Caching layers (put a fast layer in front of slow I/O)

When to use

  • You call expensive/remote things (schemas, feature flags, secrets) repeatedly.
  • You can safely reuse results for some time (TTL) or while capacity allows (LRU).
  • You need read-through behavior: on miss → load → cache → return.

Avoid when data must be strictly fresh every time, or keys are unbounded with no eviction.

Diagram (text)

Client ──> SchemaService.get(table)
              │
       cache.get(table) ─ miss ─> loader(table) ─→ cache.put ─→ return
              └─ hit ───────────────→ return cached value

Python example (≤40 lines, type-hinted)

Simple LRU + TTL in-memory cache used by a schema service.

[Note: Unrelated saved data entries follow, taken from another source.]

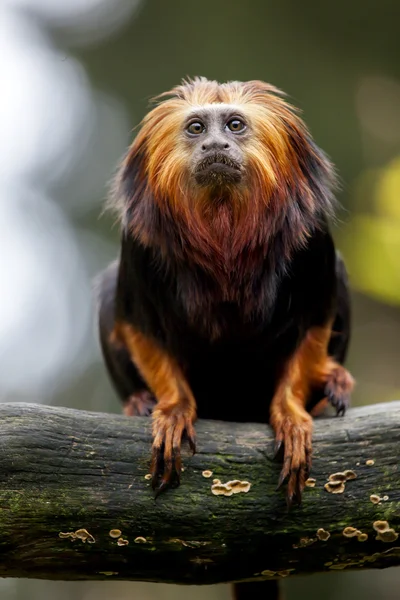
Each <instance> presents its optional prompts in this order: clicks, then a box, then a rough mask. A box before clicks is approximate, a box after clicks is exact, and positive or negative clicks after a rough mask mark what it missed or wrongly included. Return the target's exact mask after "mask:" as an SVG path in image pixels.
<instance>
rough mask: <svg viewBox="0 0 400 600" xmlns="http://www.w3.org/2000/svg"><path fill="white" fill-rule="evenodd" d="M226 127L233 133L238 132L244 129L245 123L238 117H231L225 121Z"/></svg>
mask: <svg viewBox="0 0 400 600" xmlns="http://www.w3.org/2000/svg"><path fill="white" fill-rule="evenodd" d="M226 127H227V128H228V129H229V131H232V132H233V133H239V132H242V131H244V130H245V129H246V125H245V124H244V123H243V121H241V120H240V119H231V120H230V121H228V122H227V124H226Z"/></svg>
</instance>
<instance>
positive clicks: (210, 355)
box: [99, 78, 353, 597]
mask: <svg viewBox="0 0 400 600" xmlns="http://www.w3.org/2000/svg"><path fill="white" fill-rule="evenodd" d="M334 185H335V177H334V173H333V169H332V166H331V164H330V163H329V161H328V160H327V158H326V157H325V155H324V154H323V153H322V152H321V150H320V149H319V148H318V147H317V146H316V144H315V143H314V141H313V140H312V138H311V136H310V134H309V132H308V130H307V128H306V126H305V125H304V123H303V122H302V120H301V119H300V118H299V116H298V113H297V111H296V110H295V109H294V108H293V107H292V106H290V105H289V104H288V103H287V102H286V101H285V100H284V97H283V94H282V92H280V91H279V90H277V89H276V88H275V87H273V86H271V85H268V84H266V83H263V82H261V81H248V82H244V83H242V82H236V81H233V82H230V83H224V84H219V83H217V82H216V81H209V80H207V79H205V78H195V79H193V80H188V81H186V82H183V83H182V85H179V86H177V87H175V88H174V89H172V90H171V91H170V92H168V93H166V94H162V95H161V97H158V103H157V104H156V106H155V107H154V108H153V109H152V110H151V111H150V112H149V113H148V114H147V116H146V117H145V118H144V120H143V122H142V126H141V129H140V131H139V133H138V135H137V137H136V139H135V140H134V142H133V144H132V146H131V147H130V149H129V151H128V153H127V155H126V157H125V159H124V161H123V164H122V167H121V170H120V173H119V175H118V177H117V180H116V184H115V191H114V199H115V203H116V205H117V206H118V209H119V211H120V215H121V219H122V241H121V254H120V257H119V259H118V261H117V262H116V263H113V264H112V265H111V266H110V267H109V268H108V269H107V270H106V271H105V273H104V274H103V276H102V280H101V285H100V316H99V320H100V339H101V344H102V349H103V353H104V358H105V361H106V363H107V366H108V369H109V372H110V376H111V378H112V381H113V383H114V385H115V387H116V389H117V391H118V393H119V395H120V396H121V398H122V400H123V402H124V405H125V408H124V411H125V414H127V415H149V414H151V413H152V419H153V456H152V464H151V472H152V475H153V486H154V488H155V489H156V490H157V493H159V492H160V491H162V490H163V489H165V488H166V487H168V486H169V485H171V484H178V483H179V478H180V472H181V457H180V450H181V442H182V439H183V438H186V439H187V440H188V441H189V444H190V446H191V448H192V450H193V451H194V450H195V431H194V422H195V420H196V417H201V418H206V419H222V420H226V421H252V422H262V423H267V422H269V423H270V424H271V426H272V427H273V429H274V431H275V436H276V450H277V451H279V450H280V451H282V452H283V468H282V472H281V476H280V482H279V483H280V484H282V483H284V482H287V498H288V501H289V503H291V502H293V501H297V502H298V501H300V498H301V492H302V489H303V487H304V483H305V480H306V478H307V476H308V473H309V470H310V465H311V450H312V447H311V437H312V417H311V415H310V411H311V409H312V407H313V406H314V405H315V404H316V403H317V402H319V401H320V400H322V399H323V398H325V399H328V400H329V401H330V402H331V403H332V405H333V406H335V407H336V409H337V412H338V413H339V414H343V413H344V411H345V409H346V406H347V404H348V401H349V395H350V392H351V390H352V387H353V379H352V377H351V375H350V374H349V373H348V371H347V370H346V369H345V368H344V367H343V366H342V363H343V361H344V359H345V355H346V351H347V346H348V340H349V332H350V302H349V291H348V283H347V275H346V270H345V267H344V264H343V261H342V260H341V258H340V256H339V255H338V254H337V253H336V252H335V248H334V243H333V240H332V237H331V234H330V232H329V223H330V221H331V219H332V218H333V216H334V210H335V199H334V195H333V189H334ZM237 589H238V592H237V593H238V597H239V594H240V592H239V589H240V588H239V587H238V588H237Z"/></svg>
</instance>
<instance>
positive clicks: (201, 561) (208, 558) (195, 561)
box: [189, 556, 213, 565]
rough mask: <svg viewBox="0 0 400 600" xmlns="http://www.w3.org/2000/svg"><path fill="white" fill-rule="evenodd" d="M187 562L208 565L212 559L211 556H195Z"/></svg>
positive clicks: (195, 563)
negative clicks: (189, 560) (203, 557)
mask: <svg viewBox="0 0 400 600" xmlns="http://www.w3.org/2000/svg"><path fill="white" fill-rule="evenodd" d="M189 562H191V563H194V564H195V565H208V564H211V563H212V562H213V560H212V559H211V558H201V557H200V556H196V557H195V558H191V559H190V561H189Z"/></svg>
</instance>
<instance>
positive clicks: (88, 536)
mask: <svg viewBox="0 0 400 600" xmlns="http://www.w3.org/2000/svg"><path fill="white" fill-rule="evenodd" d="M58 537H59V538H61V539H66V538H69V539H70V540H71V542H74V541H75V540H81V542H83V543H84V544H86V542H88V543H89V544H94V543H95V541H96V540H95V539H94V537H93V536H92V535H91V534H90V533H89V532H88V531H87V529H77V530H76V531H69V532H67V533H63V532H62V531H60V533H59V534H58Z"/></svg>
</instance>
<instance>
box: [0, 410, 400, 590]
mask: <svg viewBox="0 0 400 600" xmlns="http://www.w3.org/2000/svg"><path fill="white" fill-rule="evenodd" d="M0 415H1V428H0V436H1V438H0V439H1V446H0V452H1V463H0V464H1V467H0V576H3V577H32V578H44V579H65V580H77V579H105V578H113V579H124V580H127V579H132V580H135V579H136V580H147V581H159V582H174V583H185V584H211V583H217V582H226V581H234V580H236V581H238V580H256V579H260V578H265V579H267V578H271V577H274V578H276V577H284V576H287V575H295V574H299V573H307V572H308V573H312V572H317V571H319V572H320V571H329V570H341V569H352V568H355V569H357V568H373V567H380V568H381V567H389V566H393V565H398V564H400V538H399V539H397V540H396V539H394V538H396V533H395V532H400V470H399V461H400V402H395V403H391V404H381V405H376V406H373V407H371V406H370V407H364V408H361V409H354V410H352V411H350V412H349V414H348V416H346V417H345V418H343V419H341V418H327V419H321V420H318V421H316V423H315V433H314V457H313V470H312V474H311V476H312V477H313V478H315V479H316V484H315V487H313V488H312V487H308V488H306V490H305V492H304V497H303V504H302V506H301V507H294V508H292V509H291V510H290V511H289V512H288V510H287V508H286V502H285V495H284V490H279V491H276V484H277V480H278V475H279V471H280V465H279V464H277V463H276V462H274V460H273V458H272V457H273V436H272V433H271V431H270V429H269V428H268V427H266V426H265V427H263V426H261V425H253V424H240V425H237V424H232V423H230V424H228V423H221V422H211V421H203V422H198V423H197V426H196V429H197V444H198V453H197V454H196V455H195V456H193V457H192V456H189V454H187V455H186V454H185V456H184V465H185V470H184V473H183V475H182V482H181V486H180V487H179V488H178V489H174V490H169V491H167V492H166V493H165V494H163V495H161V496H160V497H159V498H158V499H157V500H156V501H155V500H154V494H153V492H152V490H151V486H150V481H149V480H148V479H147V478H146V477H145V476H146V474H147V473H148V468H149V456H150V443H151V439H150V420H149V419H145V418H125V417H123V416H119V415H113V414H97V413H88V412H83V411H76V410H70V409H63V408H51V407H45V406H37V405H33V404H2V405H0ZM371 461H373V464H372V462H371ZM346 469H350V470H353V471H354V472H355V473H356V475H357V478H356V479H353V480H350V481H347V483H346V485H345V491H344V492H343V493H341V494H331V493H328V492H327V491H326V490H325V489H324V484H325V483H326V481H327V478H328V476H329V475H330V474H332V473H335V472H338V471H344V470H346ZM206 470H209V471H212V476H211V477H210V478H206V477H204V476H203V472H204V471H206ZM213 479H219V480H220V481H221V482H222V483H225V482H227V481H230V480H234V479H238V480H241V481H248V482H249V483H250V484H251V487H250V490H249V491H248V492H247V493H237V494H233V495H231V496H228V497H226V496H223V495H222V496H215V495H213V494H212V492H211V485H212V481H213ZM373 494H374V495H377V496H379V497H381V498H383V497H386V496H387V497H388V499H386V500H382V501H381V502H380V503H378V504H373V502H371V500H370V496H371V495H373ZM377 520H381V521H388V523H389V526H390V527H391V528H393V529H394V533H393V535H392V536H389V537H392V538H393V541H390V542H383V541H380V540H377V539H376V535H377V534H376V532H375V530H374V528H373V523H374V522H376V521H377ZM345 527H354V528H356V529H357V530H359V531H360V532H362V533H366V534H368V539H367V540H366V541H363V542H361V541H359V539H358V537H357V536H354V537H351V538H348V537H347V538H346V537H345V536H344V535H343V529H344V528H345ZM318 529H324V530H325V531H327V532H329V534H330V537H329V539H327V540H326V541H322V540H320V539H319V538H318V536H317V530H318ZM79 530H86V533H85V531H81V532H79ZM111 530H120V532H121V537H120V538H116V537H111V536H110V531H111ZM76 532H78V534H76ZM68 533H70V534H71V535H70V536H65V535H64V536H63V535H61V537H60V534H68ZM117 534H118V532H117V533H114V535H117ZM320 535H322V537H327V536H326V535H325V536H324V535H323V534H320ZM364 537H365V536H364ZM85 538H86V539H85ZM121 539H122V541H121ZM361 539H363V538H361Z"/></svg>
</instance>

from __future__ import annotations
from dataclasses import dataclass, field
from typing import Callable, TypeVar, Generic, Dict, Tuple
import time
from collections import OrderedDict

T = TypeVar("T")

@dataclass
class LRUTTLCache(Generic[T]):
    capacity: int = 128
    ttl: float | None = 300.0
    _store: "OrderedDict[str, Tuple[float, T]]" = field(default_factory=OrderedDict)
    _now: Callable[[], float] = time.time
    def get(self, key: str) -> T | None:
        if key in self._store:
            ts, val = self._store.pop(key)
            if self.ttl is None or self._now() - ts < self.ttl:
                self._store[key] = (ts, val)  # refresh recency
                return val
        return None
    def put(self, key: str, val: T) -> None:
        if key in self._store: self._store.pop(key)
        elif len(self._store) >= self.capacity: self._store.popitem(last=False)  # evict LRU
        self._store[key] = (self._now(), val)

@dataclass
class SchemaService:
    load: Callable[[str], Dict[str, str]]
    cache: LRUTTLCache[Dict[str, str]]
    def get(self, table: str) -> Dict[str, str]:
        v = self.cache.get(table)
        if v is None:
            v = self.load(table); self.cache.put(table, v)
        return v

Tiny pytest (cements it)

def test_cache_hits_and_ttl_and_lru():
    calls = {"n": 0}
    def loader(t): calls["n"] += 1; return {"table": t, "cols": "a,b"}
    # no expiry
    svc = SchemaService(loader, LRUTTLCache(capacity=2, ttl=None))
    assert svc.get("users")["table"] == "users"
    assert svc.get("users")["table"] == "users"
    assert calls["n"] == 1  # hit

    # TTL expiry
    t = 0.0
    svc2 = SchemaService(loader, LRUTTLCache(capacity=2, ttl=1.0, _now=lambda: t))
    svc2.get("accounts"); t = 2.0
    svc2.get("accounts")
    assert calls["n"] >= 3  # reloaded after TTL

    # LRU eviction
    svc3 = SchemaService(loader, LRUTTLCache(capacity=2, ttl=None))
    svc3.get("a"); svc3.get("b"); svc3.get("a")  # 'b' is LRU now
    svc3.get("c")                                 # evicts 'b'
    svc3.get("b")                                 # miss → reload
    assert calls["n"] >= 5

Trade-offs & pitfalls

  • Pros: Big latency cuts, fewer remote calls, lower cost; drop-in around existing services.
  • Cons: Staleness risk; memory use; eviction tuning needed.
  • Pitfalls:
    • Unbounded keys → memory blow-ups (always set capacity).
    • TTL too long (stale) or too short (thrash).
    • Multi-process apps: each process has its own cache unless you use a shared backend.
    • Cache stampede under high concurrency—protect with single-flight locking.

Pythonic alternatives

  • functools.lru_cache for pure functions (no TTL).
  • cachetools (LRU/TTL/LFU) for robust policies.
  • Redis/Memcached for shared caches across processes/hosts.
  • Decorators (e.g., @cached(ttl=...)) for simple read-through on functions.
  • Proxy pattern when you want caching at the object boundary (same interface).

Mini exercise

Add a get_or_set(key, loader) helper to LRUTTLCache that loads under a simple per-key lock to avoid stampedes (use a dict[str, Lock]). Write a test that fires two threads asking the same key; ensure the loader runs once.

Checks (quick checklist)

  • Clear policy: TTL for freshness, capacity for memory.
  • Read-through: miss → load → store → return.
  • Eviction works (LRU) and is tested.
  • Concurrency story (locks) if used in multithreaded contexts.
  • For multi-process, consider a shared cache (Redis) or accept per-process caches.